The lowland regions used to be covered by swaths of oak, beech, and hornbeam, which have since been cleared.
There are two main entrances into Abkhazia. The southern entrance is at the Inguri bridge, a short distance from the city of Zugdidi. The northern entrance (“Psou”) is in the town of Leselidze. Owing to the situation with a recognition controversy, many foreign governments advise their citizens against travelling to Abkhazia. According to President Raul Khajimba, over the summer of 2015, thousands of tourists visited Abkhazia.

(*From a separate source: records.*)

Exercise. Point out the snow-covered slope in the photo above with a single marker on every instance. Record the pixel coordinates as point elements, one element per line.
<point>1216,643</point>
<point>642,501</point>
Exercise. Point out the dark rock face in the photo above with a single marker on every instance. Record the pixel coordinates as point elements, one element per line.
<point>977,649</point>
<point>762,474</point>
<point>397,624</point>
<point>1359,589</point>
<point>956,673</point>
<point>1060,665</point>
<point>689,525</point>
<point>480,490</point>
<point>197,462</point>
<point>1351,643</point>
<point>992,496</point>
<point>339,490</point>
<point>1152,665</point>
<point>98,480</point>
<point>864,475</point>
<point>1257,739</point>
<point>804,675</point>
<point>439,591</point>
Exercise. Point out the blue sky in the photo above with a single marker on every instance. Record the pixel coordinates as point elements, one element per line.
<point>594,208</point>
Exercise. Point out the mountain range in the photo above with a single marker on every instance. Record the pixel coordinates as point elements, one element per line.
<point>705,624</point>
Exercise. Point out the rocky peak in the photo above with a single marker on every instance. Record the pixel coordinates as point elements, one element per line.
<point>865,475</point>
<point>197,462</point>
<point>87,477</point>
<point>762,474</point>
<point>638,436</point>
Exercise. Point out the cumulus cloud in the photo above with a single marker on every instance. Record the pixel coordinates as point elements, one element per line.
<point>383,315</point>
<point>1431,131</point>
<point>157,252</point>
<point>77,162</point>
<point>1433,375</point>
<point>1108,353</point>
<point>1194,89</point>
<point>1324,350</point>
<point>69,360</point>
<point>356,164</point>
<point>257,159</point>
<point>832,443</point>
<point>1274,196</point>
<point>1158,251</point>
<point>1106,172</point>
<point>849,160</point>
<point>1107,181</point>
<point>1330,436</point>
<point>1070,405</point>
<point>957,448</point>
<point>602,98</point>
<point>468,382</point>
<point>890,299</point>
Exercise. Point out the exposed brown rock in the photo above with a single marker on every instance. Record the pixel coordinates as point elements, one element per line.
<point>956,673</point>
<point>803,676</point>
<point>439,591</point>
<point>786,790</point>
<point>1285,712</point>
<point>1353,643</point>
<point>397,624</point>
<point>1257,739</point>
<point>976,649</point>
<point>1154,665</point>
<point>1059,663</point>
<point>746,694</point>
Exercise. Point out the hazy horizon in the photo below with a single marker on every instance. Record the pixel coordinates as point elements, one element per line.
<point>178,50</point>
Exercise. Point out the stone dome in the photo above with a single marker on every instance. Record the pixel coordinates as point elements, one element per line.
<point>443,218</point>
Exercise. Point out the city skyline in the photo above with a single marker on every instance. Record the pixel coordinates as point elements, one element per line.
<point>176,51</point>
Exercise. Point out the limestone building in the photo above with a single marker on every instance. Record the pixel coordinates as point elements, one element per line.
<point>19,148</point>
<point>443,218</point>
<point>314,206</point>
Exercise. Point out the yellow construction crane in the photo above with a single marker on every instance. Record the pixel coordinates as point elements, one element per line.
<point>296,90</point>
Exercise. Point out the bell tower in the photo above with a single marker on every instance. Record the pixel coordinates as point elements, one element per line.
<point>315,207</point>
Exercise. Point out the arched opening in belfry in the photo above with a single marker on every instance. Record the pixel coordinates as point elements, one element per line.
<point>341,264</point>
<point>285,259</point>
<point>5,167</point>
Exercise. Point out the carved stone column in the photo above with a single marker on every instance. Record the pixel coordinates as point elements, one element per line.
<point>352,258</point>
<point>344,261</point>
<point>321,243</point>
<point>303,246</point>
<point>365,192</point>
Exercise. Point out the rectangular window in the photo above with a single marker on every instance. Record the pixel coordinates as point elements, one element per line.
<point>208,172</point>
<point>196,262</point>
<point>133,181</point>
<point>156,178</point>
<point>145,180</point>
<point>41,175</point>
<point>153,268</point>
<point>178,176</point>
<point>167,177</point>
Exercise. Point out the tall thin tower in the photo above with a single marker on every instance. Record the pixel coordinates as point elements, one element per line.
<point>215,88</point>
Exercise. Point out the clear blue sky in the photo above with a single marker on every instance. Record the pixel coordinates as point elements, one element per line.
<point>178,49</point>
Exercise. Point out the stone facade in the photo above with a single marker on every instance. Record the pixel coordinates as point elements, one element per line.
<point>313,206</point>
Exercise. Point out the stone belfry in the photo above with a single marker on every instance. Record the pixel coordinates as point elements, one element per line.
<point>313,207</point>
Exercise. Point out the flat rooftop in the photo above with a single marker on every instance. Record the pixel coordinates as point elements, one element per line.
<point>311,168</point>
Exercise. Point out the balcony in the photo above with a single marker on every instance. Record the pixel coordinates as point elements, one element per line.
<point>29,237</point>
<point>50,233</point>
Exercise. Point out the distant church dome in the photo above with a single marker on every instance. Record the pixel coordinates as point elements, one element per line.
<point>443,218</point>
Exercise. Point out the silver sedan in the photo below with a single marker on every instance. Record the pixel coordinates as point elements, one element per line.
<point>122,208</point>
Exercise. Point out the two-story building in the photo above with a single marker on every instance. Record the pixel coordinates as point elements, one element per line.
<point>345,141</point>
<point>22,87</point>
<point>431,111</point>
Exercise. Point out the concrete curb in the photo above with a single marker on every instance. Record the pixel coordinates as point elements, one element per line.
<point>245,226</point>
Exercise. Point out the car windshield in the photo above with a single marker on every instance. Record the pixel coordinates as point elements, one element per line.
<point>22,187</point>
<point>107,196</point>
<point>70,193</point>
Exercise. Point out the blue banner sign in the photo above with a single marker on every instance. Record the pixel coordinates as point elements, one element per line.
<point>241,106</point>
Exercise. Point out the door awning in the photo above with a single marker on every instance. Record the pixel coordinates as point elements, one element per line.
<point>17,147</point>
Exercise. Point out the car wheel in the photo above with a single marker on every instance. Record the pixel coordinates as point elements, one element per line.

The written Abkhaz literature appeared relatively recently, in the beginning of the 20th century. However, Abkhaz share the Nart sagas, a series of tales about mythical heroes, with other Caucasian peoples. The Abkhaz alphabet was created in the 19th century. The first newspaper in Abkhaz, called Abkhazia and edited by Dmitry Gulia, appeared in 1917.
Arguably the most famous Abkhaz writers are Fazil Iskander, who wrote mostly in Russian, and Bagrat Shinkuba, a poet.
Football remains the most popular sport in Abkhazia. Other popular sports include basketball, boxing and wrestling. National Basketball Team of Abkhazia played its first game with the Turkish Republic of Northern Cyprus Basketball team on 27 May 2015, which Abkhaz team won by 76-59. Abkhaz basketball team “Apsny” also plays in the Russian Basketball League’s Third-Tier in Krasnodar Krai.
Abkhazia has had its own amateur Abkhazian football league since 1994 though it has no international football union membership. In 2016 it hosted and won the ConIFA World Football Cup
Article 6 of the Constitution of Abkhazia states:
The official language of the Republic of Abkhazia shall be the Abkhazian language. The Russian language, equally with the Abkhazian language, shall be recognized as a language of State and other institutions. The State shall guarantee the right to freely use the mother language for all the ethnic groups residing in Abkhazia.
The languages spoken in Abkhazia are Abkhaz, Russian, Mingrelian, Svan, Armenian, and Greek. The Autonomous Republic passed a law in 2007 defining the Abkhaz language as the only state language of Abkhazia. As such, Abkhaz is the required language legislative and executive council debates (with translation from and to Russian) and at least half of the text of all magazines and newspapers must be in Abkhaz.
Despite the official status of Abkhaz, the dominance of other languages within Abkhazia, especially Russian, is so great that experts as recently as 2004 called it an “endangered language”. During the Soviet era, language instruction would begin in schools in Abkhaz, only to switch to Russian for the majority of required schooling. The government of the Republic is attempting to institute Abkhaz-only primary education but there has been limited success due to a lack of facilities and educational materials. Even in Georgian-speaking areas of the Republic, ending schooling in that language has resulted in teachers switching to Russian-language materials instead of Abkhaz-language teaching.